A pulsing vein zigzagged across Pritchett's broad forehead like a lightning bolt. He stood in the hall outside the dispatch center in a lime green Izod shirt, khakis, and golf spikes, a nine iron in hand.

The woman on the other side of the counter crossed her arms. "Yessir, that's what I'm tellin' you. Are you callin' me a liar?"

Pritchett stared at her, then wheeled on A.J. "Where the hell is Noblier? I told you to call him."

"He's on his way," A.J. promised. Bad enough that Pritchett had sent him on this quest on Saturday morning-a surprise attack, he called it-now they could all have a knock-down-drag-out brawl besides. He bet his money on the dispatch supervisor. Even though Pritchett was armed, she had to outweigh him by eighty pounds.

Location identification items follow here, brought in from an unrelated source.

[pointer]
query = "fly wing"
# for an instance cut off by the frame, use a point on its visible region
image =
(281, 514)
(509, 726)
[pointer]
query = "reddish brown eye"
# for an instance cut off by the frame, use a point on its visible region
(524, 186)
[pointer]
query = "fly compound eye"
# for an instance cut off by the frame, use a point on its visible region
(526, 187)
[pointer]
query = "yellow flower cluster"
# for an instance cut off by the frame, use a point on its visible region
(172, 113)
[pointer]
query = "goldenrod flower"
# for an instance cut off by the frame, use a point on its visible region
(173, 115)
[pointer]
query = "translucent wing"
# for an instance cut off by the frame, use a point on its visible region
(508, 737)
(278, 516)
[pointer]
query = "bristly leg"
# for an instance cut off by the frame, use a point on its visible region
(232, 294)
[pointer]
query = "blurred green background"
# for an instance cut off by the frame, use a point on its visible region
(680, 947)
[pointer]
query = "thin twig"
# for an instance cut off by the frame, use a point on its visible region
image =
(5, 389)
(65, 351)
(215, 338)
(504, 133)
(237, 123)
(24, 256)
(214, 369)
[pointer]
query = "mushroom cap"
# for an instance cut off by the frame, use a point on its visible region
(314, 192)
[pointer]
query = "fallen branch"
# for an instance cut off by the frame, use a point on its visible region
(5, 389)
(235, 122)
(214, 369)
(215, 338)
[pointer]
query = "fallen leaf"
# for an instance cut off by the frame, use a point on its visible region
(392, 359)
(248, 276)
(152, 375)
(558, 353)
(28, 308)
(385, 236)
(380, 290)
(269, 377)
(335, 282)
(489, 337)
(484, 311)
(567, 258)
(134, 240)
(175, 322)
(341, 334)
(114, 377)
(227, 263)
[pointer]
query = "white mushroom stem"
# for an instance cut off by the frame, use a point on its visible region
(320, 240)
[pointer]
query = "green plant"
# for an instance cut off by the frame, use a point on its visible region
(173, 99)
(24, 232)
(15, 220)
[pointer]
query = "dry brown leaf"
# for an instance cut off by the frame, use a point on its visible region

He would have saved the news that the tape was missing, but Pritchett was like an overeager five-year-old at Christmas. He had called in on his cellular phone from the third tee. While Fourcade's lawyer had yet to submit a written account of his client's version of events, Noblier had stated the detective had been responding to a call of a possible prowler in the vicinity of Bowen amp; Briggs. A bald-faced lie, certainly. The 911 tapes would confirm it as such, and the dispatch center in the sheriff's office handled all 911 calls in the parish. But the 911 tape from that fateful night was suddenly nowhere to be found.

The door to the sheriff's office swung open, and Gus came into the hall in jeans and cowboy boots and a denim shirt, the pungent aroma of horses hanging on him like bad cologne. "Don't get your shorts in a knot, Smith. We'll find the damn tape. This is a busy place. Things get mislaid."

"Mislaid, my ass." Pritchett shook the nine iron at the sheriff. "There's no tape because there's no damn call on the tape referring to a prowler in the vicinity of Bowen and Briggs."

"Are you calling me a liar? After all the years I've backed you? You are a small, ungrateful man, Smith Pritchett. You don't believe me, you talk to my deputies on patrol that night. Ask them if they heard the call."

Pritchett rolled his eyes and started down the hall toward the sheriff, his spikes thundering on the hard floor. "I'm sure they'd tell me they heard the archangels singing Dixieland jazz if they thought it would get Fourcade off," he shouted above the racket. "It's a damn shame this has to come between us, Gus. You've got a bad apple in your barrel. Cut him out and be done with it."

Gus squinted at him. "Maybe the reason we don't have that tape is that Wily Tallant came and got it already. As exculpatory evidence."

"What?" Pritchett squealed. "You would just blithely hand something like that over to a defense attorney?"

Gus shrugged. "I'm not saying it happened. I'm saying it might have."